My niece received a large package in the mail the other day containing a head.

Specifically, a human female head with long, luscious locks of hair.

My niece is training at Paul Mitchell to be a licensed beautician and tells me this is a normal event.

She uses this head to practice on and resists the urge to nab pedestrians off the street.

I myself have never once dyed my hair, although cutting it off short about two years ago seems to have worked out nicely.

Hubby didn’t put my head in a box and mail it off to advance experimental science.

I am at a point, however, where some grays are showing up (a handful per child; more for the teenagers) and I’m looking into coloring it.

My hairdresser is super excited.

My girlfriends are dismayed.

“Your hair is such a rich brunette, why?” they say.

Because my grays are actually whites and I’m not into the Cruella deVille look.

The Irish in my blood line (we’d get into more mischief in general if we weren’t always working so hard in specific) tends towards dark hair, hot tempers, and an “act first, think later” mentality.

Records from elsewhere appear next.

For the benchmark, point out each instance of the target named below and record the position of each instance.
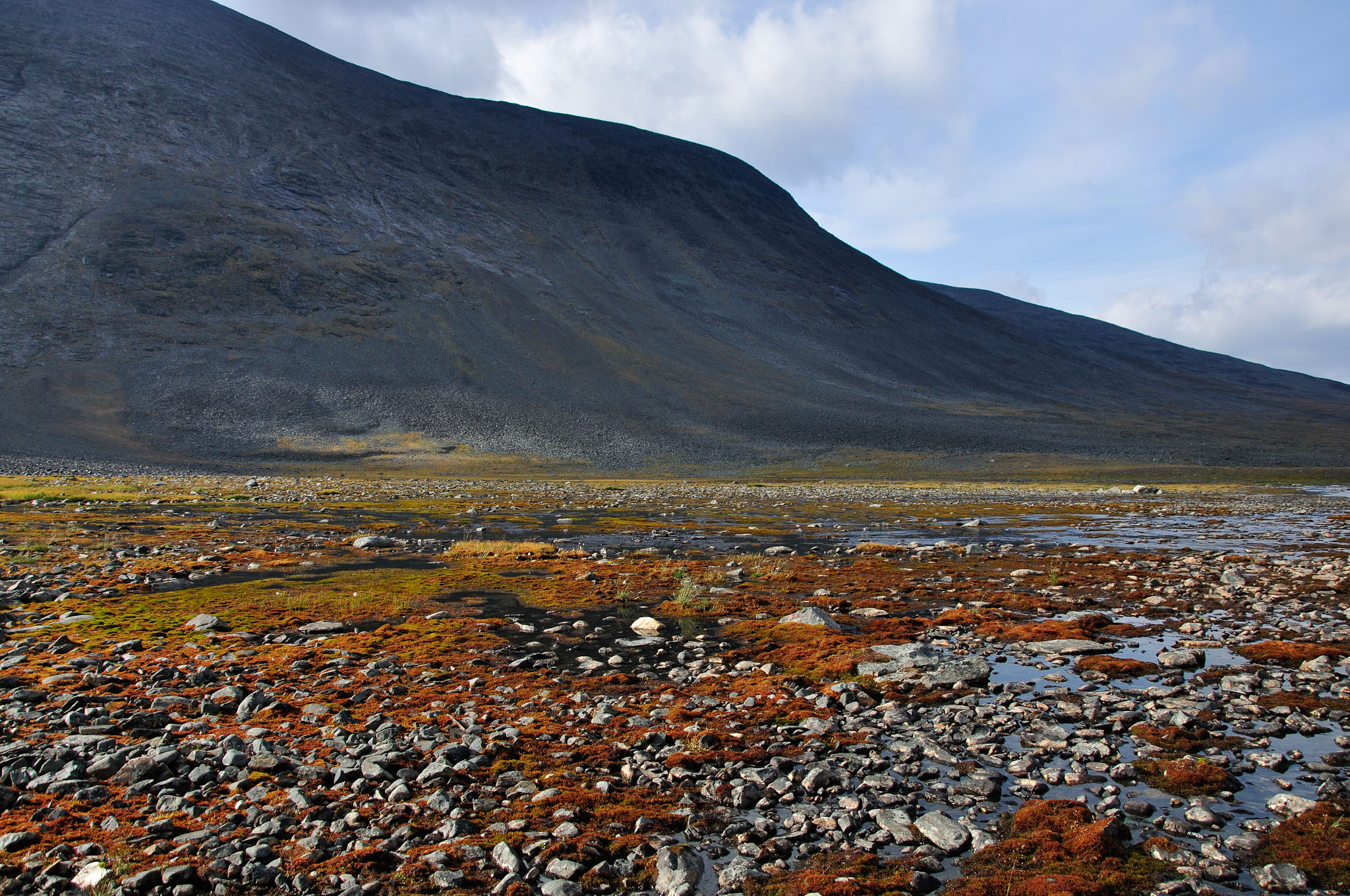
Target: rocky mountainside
(220, 243)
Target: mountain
(220, 243)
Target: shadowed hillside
(220, 243)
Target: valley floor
(405, 686)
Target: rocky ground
(326, 686)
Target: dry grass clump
(1115, 667)
(878, 548)
(1186, 776)
(1289, 652)
(1047, 630)
(1318, 843)
(496, 548)
(1056, 847)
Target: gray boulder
(206, 623)
(811, 616)
(1180, 659)
(1280, 878)
(1072, 647)
(944, 833)
(678, 871)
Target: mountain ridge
(220, 243)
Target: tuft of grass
(690, 594)
(1318, 843)
(1289, 652)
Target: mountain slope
(218, 242)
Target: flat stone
(910, 656)
(1289, 806)
(1072, 647)
(647, 625)
(508, 858)
(565, 868)
(373, 542)
(1280, 878)
(810, 616)
(324, 628)
(944, 833)
(967, 668)
(1180, 659)
(894, 820)
(18, 840)
(678, 872)
(206, 623)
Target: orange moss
(1055, 847)
(1117, 667)
(1318, 843)
(1303, 702)
(1180, 740)
(836, 874)
(1289, 652)
(1186, 776)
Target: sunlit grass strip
(490, 548)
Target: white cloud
(1034, 149)
(881, 212)
(1276, 284)
(789, 91)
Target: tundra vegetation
(327, 685)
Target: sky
(1177, 168)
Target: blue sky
(1179, 168)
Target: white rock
(647, 625)
(810, 616)
(91, 876)
(1288, 804)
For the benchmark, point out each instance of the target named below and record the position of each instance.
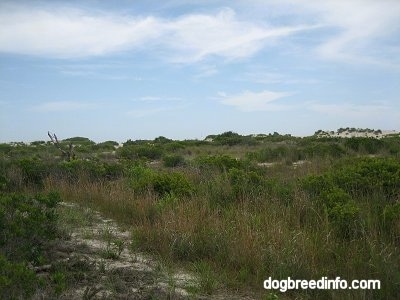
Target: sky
(139, 69)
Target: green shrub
(161, 182)
(27, 222)
(149, 151)
(171, 183)
(33, 170)
(391, 218)
(221, 162)
(17, 281)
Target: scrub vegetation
(233, 209)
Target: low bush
(160, 182)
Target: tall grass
(241, 226)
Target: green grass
(235, 223)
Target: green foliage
(26, 222)
(391, 218)
(221, 162)
(161, 182)
(246, 183)
(342, 211)
(33, 171)
(149, 151)
(359, 177)
(17, 281)
(90, 169)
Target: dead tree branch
(69, 153)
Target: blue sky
(136, 69)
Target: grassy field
(238, 209)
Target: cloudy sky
(139, 69)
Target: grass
(237, 223)
(241, 241)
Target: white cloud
(69, 33)
(352, 110)
(361, 31)
(62, 106)
(252, 101)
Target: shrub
(33, 170)
(26, 223)
(221, 162)
(161, 182)
(17, 281)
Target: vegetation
(234, 209)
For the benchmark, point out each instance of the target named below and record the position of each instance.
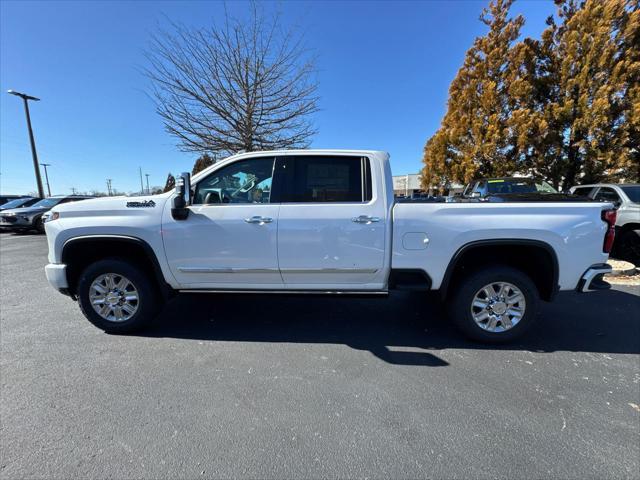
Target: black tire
(460, 299)
(148, 303)
(628, 246)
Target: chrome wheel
(498, 307)
(114, 297)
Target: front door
(229, 240)
(331, 227)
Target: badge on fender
(145, 204)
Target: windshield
(15, 203)
(47, 203)
(518, 185)
(633, 192)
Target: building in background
(409, 185)
(406, 185)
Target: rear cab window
(326, 179)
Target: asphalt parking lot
(314, 387)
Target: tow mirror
(182, 200)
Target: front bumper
(592, 278)
(57, 276)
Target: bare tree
(238, 86)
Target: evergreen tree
(565, 107)
(171, 183)
(474, 137)
(203, 161)
(587, 77)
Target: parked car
(511, 189)
(626, 198)
(7, 198)
(323, 221)
(30, 218)
(19, 203)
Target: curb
(625, 272)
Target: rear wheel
(494, 305)
(116, 296)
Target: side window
(582, 191)
(606, 194)
(326, 179)
(246, 181)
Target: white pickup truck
(323, 221)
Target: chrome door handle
(258, 219)
(365, 219)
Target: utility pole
(141, 184)
(46, 176)
(26, 99)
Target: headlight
(52, 216)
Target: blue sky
(384, 72)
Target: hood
(109, 206)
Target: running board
(295, 292)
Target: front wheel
(117, 296)
(494, 305)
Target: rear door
(331, 226)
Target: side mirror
(182, 200)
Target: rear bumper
(592, 278)
(57, 276)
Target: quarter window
(582, 191)
(246, 181)
(606, 194)
(325, 179)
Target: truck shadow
(403, 329)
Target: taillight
(609, 216)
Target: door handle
(365, 219)
(258, 219)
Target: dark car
(19, 203)
(7, 198)
(30, 218)
(512, 189)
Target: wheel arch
(79, 252)
(541, 264)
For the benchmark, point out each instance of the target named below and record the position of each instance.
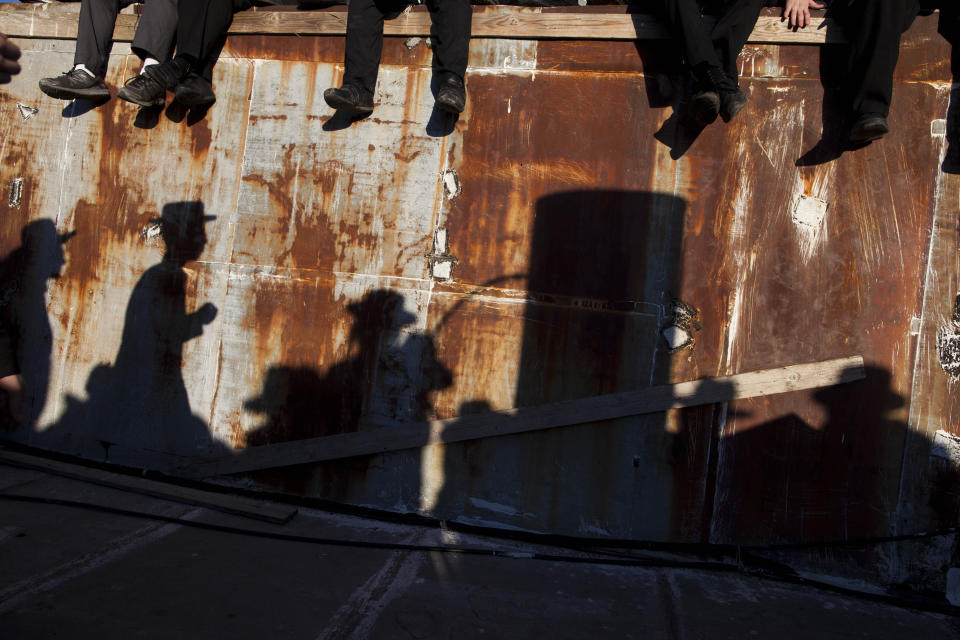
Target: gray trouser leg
(95, 34)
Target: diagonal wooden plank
(548, 416)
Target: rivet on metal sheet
(27, 112)
(151, 232)
(451, 183)
(683, 320)
(946, 446)
(16, 192)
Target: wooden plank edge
(234, 505)
(60, 22)
(548, 416)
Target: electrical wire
(742, 565)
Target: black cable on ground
(768, 573)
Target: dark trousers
(153, 39)
(873, 29)
(8, 359)
(203, 31)
(450, 32)
(717, 47)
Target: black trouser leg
(873, 28)
(365, 41)
(732, 31)
(95, 34)
(202, 31)
(451, 35)
(156, 30)
(684, 20)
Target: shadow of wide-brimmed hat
(183, 215)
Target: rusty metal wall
(401, 268)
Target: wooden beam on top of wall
(58, 20)
(547, 416)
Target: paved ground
(77, 573)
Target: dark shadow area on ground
(77, 108)
(140, 402)
(26, 338)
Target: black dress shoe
(451, 95)
(195, 91)
(715, 91)
(868, 127)
(349, 98)
(704, 107)
(75, 84)
(143, 90)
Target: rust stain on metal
(331, 262)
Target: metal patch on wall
(948, 344)
(16, 192)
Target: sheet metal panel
(581, 223)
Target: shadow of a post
(950, 29)
(602, 266)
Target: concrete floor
(76, 573)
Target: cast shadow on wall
(26, 338)
(388, 380)
(603, 268)
(139, 403)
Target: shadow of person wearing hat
(141, 401)
(26, 338)
(388, 378)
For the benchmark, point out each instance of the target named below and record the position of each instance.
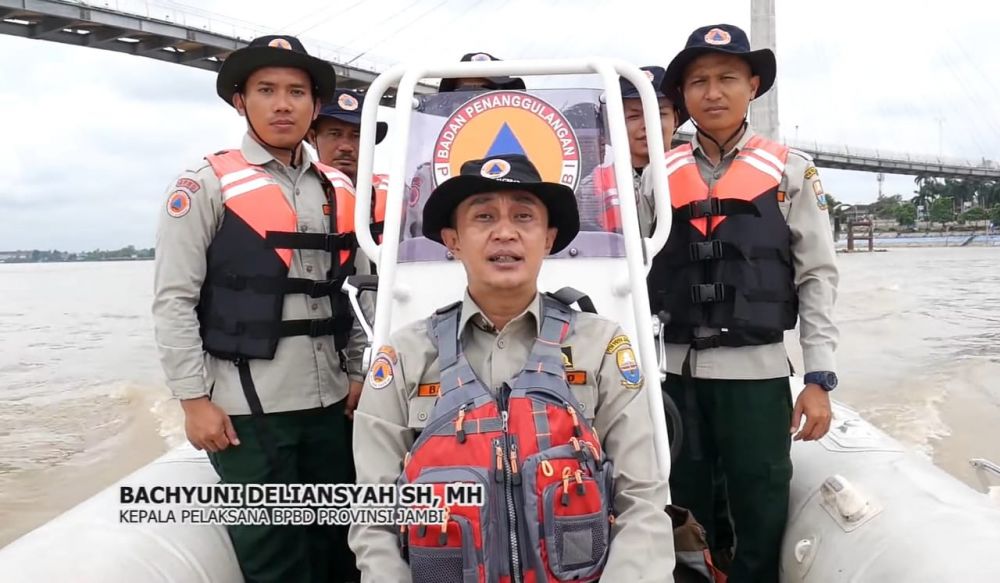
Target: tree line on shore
(941, 201)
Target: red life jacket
(727, 262)
(547, 483)
(380, 184)
(240, 309)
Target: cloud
(94, 138)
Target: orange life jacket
(606, 188)
(547, 483)
(380, 183)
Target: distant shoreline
(104, 260)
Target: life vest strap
(715, 249)
(313, 288)
(320, 241)
(707, 293)
(715, 207)
(570, 296)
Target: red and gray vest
(548, 484)
(727, 263)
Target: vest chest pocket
(420, 411)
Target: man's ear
(239, 104)
(449, 236)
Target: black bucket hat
(274, 51)
(346, 106)
(495, 83)
(721, 38)
(496, 174)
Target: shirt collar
(472, 313)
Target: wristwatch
(823, 378)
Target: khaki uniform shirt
(305, 372)
(816, 277)
(387, 421)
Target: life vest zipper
(509, 453)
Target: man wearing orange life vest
(602, 179)
(750, 253)
(255, 337)
(336, 135)
(541, 404)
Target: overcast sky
(93, 138)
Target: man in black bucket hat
(255, 337)
(477, 83)
(501, 219)
(750, 254)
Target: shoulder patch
(380, 374)
(616, 343)
(820, 195)
(567, 357)
(178, 204)
(629, 368)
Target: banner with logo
(561, 131)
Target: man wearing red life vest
(750, 253)
(255, 337)
(514, 390)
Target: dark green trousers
(745, 442)
(311, 448)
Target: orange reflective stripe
(253, 196)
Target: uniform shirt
(387, 421)
(816, 277)
(305, 372)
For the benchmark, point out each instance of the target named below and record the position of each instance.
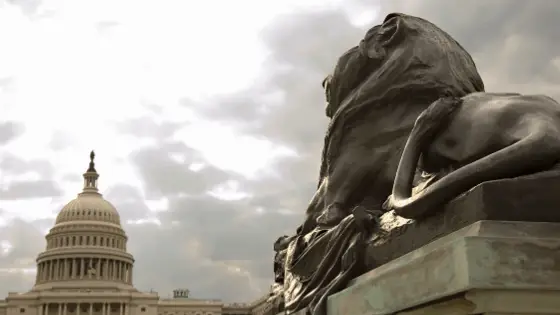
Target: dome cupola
(86, 248)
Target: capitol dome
(86, 248)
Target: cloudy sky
(207, 118)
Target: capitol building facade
(86, 269)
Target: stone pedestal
(489, 267)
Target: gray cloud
(11, 164)
(9, 130)
(19, 189)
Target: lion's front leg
(346, 178)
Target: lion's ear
(381, 36)
(326, 81)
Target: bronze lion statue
(467, 141)
(374, 95)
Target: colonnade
(79, 308)
(84, 268)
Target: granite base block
(488, 267)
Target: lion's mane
(381, 85)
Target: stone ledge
(487, 255)
(532, 198)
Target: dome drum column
(84, 268)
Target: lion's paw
(388, 204)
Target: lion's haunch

As I’ve made my peace with two out of three of these, it just feels logical to dye my hair red.

A deep, mahogany red.

Maybe gold highlights.

Does it come in copper?

I’m told that once I commit to coloring my hairs, I will have to “maintain” them forever.

Which doesn’t make sense to me.

Hair grows. Everything you do to it is, by nature, temporary.

My OCD and ADHD are thrilled about this, but Hubby acts like the world will end.

I ask my girlfriends, “How bad can it be? You just grow it out and start over, right?”

And they back slowly away in horror, hands on head.

They’ve stopped asking me what hair products I use.

We had to use the facilities at my niece’s place three months ago when our water lines burst.

Opening the shower door to go about my business, I froze.

There were, no joke, almost 50 bottles of product in there.

Where was I supposed to fit?

I looked at my little bottle of 2-in-1 shampoo and felt extremely inadequate.

This was yet another piece to the puzzle of why my daughters take 30 minute showers (“Get out already! You could’ve filled a pool by now!”) and I take five.

There can’t possibly be enough dirt on the planet that it takes that long to clean hair.

I can clean my whole house in that time frame.

With my 2-in-1 shampoo.

I reckon they just get lost in there.

There are a few things on my “bucket list”, and dying my hair is one of them.

I’m not going to be that elderly cat lady with orthopedic shoes and hair in a nice, sensible tweed.

I have an appointment with my hairdresser this Friday the 13th.

Seems fitting.

But if a head-sized box arrives on your doorstep…run.

Published inLiving Larger

3 Comments

  1. I have been changing the color of my hair since I was 12. My mother was a hairdresser and we did little things like high light my hair, or sometimes making it darker. I have had fun with it. However I would never suggest doing it yourself. I did that and my hair turned purple. Now most of the time I like my blond hair color and so does my husband. I was blond ( at least he thought so) when I met him and he wants me to stay blond which is really impossible at my age unless I have some help. You have a beautiful color so just try to enhance it with some kind of highlights so it doesn’t show when it grows out. It will cover the gray (which by the way I can’t see). Have a little fun with a new look.

  2. Evan

    When I found my first grey hair I thought I would dye.

    Red streaks of hair to offset the grey. Sounds great! I’ve had red, orange, yellow, green, blue, and bleached. Never had my head in a box, tho.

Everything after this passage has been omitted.